Они едят очень мало, да и то только муку и соль либо же крабов, бобы. Они едят плотную, тяжелую и однообразную пищу. И вот дети бегают с раздутыми животами, переполненными водой, на грани водянки. Им не хватает всех основных витаминов и минеральных солей: кальция, железа и йода. Они волочат ноги, недоразвитые и анемичные. Анемию ко всему еще усугубляют сосущие кровь кишечные паразиты.
Правда, хотя детишки и маленькие и худущие, среди них редко увидишь искривленных: кожный фотосинтез устраняет рахит, давая в обилии витамин Д взамен отсутствующего в пище кальция. Они пьют свет, они насыщаются солнцем.

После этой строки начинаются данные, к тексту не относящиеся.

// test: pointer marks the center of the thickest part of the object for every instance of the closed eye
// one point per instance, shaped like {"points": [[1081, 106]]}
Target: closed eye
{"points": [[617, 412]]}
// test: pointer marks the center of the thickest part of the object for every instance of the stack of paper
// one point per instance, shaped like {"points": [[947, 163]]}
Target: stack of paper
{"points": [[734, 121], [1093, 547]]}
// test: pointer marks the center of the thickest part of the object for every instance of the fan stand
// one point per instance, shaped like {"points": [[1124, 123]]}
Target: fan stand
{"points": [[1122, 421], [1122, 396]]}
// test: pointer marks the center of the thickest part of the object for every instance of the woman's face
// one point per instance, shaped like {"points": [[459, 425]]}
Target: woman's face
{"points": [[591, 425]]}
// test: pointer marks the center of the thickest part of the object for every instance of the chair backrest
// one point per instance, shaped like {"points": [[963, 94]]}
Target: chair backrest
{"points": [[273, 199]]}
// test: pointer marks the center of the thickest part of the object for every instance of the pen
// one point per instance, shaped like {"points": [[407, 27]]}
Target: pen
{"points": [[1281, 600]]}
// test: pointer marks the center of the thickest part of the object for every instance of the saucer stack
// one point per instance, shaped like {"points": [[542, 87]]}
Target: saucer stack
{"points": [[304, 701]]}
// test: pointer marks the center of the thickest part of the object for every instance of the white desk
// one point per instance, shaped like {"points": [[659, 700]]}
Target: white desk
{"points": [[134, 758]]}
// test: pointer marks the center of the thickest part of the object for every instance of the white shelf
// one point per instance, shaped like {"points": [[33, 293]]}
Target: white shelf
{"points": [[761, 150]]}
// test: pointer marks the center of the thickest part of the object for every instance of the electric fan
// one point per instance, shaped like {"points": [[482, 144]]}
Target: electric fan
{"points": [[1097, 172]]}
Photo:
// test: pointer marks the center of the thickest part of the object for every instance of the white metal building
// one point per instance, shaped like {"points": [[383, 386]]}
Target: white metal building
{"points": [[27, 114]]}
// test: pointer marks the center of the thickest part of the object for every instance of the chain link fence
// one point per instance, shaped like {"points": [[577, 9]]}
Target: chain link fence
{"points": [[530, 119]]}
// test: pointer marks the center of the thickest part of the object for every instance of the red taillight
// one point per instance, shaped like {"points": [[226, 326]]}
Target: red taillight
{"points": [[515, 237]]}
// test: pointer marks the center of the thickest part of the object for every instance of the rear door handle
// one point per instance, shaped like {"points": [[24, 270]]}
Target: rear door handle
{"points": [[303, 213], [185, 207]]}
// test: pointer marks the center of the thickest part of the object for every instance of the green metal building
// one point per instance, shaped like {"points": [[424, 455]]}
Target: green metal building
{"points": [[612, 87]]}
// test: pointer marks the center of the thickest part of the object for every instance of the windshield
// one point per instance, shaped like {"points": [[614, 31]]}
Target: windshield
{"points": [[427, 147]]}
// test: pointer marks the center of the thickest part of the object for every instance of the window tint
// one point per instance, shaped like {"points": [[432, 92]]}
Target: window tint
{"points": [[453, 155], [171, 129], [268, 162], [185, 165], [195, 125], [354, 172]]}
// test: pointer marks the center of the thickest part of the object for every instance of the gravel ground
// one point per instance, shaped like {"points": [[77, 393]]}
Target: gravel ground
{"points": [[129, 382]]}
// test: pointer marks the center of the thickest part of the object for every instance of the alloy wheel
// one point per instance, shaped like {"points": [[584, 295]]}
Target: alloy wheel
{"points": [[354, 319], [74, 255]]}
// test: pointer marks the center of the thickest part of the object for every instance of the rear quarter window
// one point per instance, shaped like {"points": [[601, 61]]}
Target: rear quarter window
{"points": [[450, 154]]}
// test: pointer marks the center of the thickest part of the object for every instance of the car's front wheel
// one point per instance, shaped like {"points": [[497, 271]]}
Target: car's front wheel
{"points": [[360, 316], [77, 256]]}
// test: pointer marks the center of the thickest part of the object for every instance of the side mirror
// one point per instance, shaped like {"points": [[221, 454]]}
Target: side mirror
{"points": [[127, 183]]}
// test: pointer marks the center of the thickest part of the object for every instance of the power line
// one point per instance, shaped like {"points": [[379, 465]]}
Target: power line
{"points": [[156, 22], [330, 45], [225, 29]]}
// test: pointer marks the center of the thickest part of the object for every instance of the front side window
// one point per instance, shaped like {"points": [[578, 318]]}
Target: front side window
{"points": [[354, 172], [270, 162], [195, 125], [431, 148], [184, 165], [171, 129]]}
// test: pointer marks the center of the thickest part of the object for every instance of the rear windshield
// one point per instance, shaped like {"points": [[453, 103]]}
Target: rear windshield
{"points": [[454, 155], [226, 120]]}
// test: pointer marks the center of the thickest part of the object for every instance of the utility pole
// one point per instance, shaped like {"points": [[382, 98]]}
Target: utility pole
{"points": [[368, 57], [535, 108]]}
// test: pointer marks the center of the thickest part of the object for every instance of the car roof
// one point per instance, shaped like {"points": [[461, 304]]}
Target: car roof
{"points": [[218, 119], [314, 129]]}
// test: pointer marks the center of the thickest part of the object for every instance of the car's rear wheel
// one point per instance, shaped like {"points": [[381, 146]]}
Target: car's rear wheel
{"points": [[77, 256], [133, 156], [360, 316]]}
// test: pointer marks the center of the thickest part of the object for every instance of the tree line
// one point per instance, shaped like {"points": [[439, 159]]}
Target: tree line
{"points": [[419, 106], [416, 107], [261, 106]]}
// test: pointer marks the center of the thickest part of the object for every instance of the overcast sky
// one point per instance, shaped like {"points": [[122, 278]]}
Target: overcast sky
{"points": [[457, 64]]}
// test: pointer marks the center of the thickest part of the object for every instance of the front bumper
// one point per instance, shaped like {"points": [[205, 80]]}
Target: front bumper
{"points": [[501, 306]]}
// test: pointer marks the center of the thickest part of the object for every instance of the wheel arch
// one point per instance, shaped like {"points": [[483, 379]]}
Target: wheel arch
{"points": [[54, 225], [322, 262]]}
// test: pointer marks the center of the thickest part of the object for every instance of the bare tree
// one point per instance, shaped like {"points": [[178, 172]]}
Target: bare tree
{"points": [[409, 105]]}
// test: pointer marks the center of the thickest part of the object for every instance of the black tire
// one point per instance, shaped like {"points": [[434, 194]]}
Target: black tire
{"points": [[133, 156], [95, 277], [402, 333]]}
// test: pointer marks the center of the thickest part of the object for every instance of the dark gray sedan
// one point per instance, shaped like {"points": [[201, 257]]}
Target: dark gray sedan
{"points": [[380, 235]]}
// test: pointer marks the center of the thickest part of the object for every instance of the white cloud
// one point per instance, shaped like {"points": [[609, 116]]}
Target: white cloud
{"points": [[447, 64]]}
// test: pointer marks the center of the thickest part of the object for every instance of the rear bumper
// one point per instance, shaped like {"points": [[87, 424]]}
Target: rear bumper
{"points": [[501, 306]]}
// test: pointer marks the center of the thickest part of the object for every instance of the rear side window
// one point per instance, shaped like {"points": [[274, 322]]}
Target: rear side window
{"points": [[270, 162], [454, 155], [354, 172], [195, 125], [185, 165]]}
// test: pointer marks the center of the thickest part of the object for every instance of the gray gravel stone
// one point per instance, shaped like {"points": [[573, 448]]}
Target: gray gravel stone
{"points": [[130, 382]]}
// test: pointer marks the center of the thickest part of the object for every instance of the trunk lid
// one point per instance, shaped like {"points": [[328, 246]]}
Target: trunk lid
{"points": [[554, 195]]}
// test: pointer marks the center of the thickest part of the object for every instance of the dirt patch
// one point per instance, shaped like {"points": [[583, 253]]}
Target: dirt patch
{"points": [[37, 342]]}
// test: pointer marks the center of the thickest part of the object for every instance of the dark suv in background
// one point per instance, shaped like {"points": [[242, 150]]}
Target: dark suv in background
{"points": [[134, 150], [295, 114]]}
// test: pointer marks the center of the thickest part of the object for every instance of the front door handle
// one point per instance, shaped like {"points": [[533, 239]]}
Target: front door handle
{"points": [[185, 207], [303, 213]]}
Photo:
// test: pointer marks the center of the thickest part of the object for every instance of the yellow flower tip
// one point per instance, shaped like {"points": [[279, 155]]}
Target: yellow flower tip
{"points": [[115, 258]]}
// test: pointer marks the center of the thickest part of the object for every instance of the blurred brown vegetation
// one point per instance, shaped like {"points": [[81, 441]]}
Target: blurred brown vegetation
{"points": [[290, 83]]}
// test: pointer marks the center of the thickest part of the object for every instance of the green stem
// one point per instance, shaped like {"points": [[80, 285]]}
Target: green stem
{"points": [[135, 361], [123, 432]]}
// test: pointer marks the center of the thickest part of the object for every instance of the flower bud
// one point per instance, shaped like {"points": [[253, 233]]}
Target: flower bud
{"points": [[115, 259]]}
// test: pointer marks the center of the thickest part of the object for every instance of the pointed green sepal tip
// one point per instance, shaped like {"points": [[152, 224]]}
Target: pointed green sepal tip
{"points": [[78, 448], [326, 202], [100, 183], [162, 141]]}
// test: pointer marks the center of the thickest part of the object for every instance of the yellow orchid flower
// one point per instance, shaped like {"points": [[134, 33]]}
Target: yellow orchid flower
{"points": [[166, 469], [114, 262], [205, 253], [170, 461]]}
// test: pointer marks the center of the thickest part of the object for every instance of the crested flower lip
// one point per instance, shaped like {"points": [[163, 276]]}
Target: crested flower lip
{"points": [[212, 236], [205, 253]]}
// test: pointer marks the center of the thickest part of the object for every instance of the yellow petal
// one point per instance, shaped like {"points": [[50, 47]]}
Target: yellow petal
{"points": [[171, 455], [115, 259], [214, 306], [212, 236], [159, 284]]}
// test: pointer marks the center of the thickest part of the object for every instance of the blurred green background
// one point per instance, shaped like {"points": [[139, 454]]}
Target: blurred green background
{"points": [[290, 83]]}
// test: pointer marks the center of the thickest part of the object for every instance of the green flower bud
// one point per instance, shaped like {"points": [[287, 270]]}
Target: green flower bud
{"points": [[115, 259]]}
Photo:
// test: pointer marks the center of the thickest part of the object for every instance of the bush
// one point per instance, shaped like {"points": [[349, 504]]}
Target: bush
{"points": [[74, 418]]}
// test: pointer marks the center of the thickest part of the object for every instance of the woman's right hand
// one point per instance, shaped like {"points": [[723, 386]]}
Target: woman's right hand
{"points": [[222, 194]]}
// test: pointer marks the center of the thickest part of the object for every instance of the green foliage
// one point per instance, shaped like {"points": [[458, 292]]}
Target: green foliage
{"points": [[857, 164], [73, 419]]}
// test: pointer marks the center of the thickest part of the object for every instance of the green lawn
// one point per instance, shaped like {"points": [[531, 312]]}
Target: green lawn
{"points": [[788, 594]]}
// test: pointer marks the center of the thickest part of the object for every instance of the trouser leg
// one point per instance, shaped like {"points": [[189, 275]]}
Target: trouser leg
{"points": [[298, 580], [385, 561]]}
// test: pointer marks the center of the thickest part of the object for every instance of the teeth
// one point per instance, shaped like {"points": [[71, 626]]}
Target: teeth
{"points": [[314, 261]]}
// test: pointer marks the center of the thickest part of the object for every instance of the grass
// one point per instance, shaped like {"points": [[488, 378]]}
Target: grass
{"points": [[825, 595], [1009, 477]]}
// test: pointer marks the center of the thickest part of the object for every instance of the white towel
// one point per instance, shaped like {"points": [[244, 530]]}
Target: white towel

На сегодня я приглашен в гости к французскому гидрологу, известному специалисту, затребованному «Суде-пой» у специального фонда Объединенных Наций. Кухарки, молодая сердитая мулатка, приготовила изысканные яства, но я не голоден. Отравление и Кокуе еще сидят во мне. Мадам Пиоже терпеливо повествует о том, как она учила молодую мулатку правильно питаться. Недели усилий, чтобы заставить ее выпить стакан фруктового сока, месяцы, чтобы приучить ее к жареному мясу. Привыкшая с рождения к бобам, рису и сушеному мясу, она в штыки встречала новую пищу. Жозуе де Кастро комментирует:
— Веками хозяин твердил рабам, что сахар (вы бы видели, как они им обжираются, скоты!) губит желудки и заносит червей, от него выпадают зубы. Чтобы обезопасить разбитый вокруг усадьбы огород, хозяин множил запреты и лживые предостережения. Салат и овощи годны лишь для ящериц. «Бобы, сушеное мясо и маниока — вот что дает силу!» До сих пор еще живут эти суеверия, вбитые четырьмя веками окриков, угроз и обманов, породившие в результате ходячее представление: дыни дают лихорадку, фрукты — колики, а молоко с манго травит до смерти…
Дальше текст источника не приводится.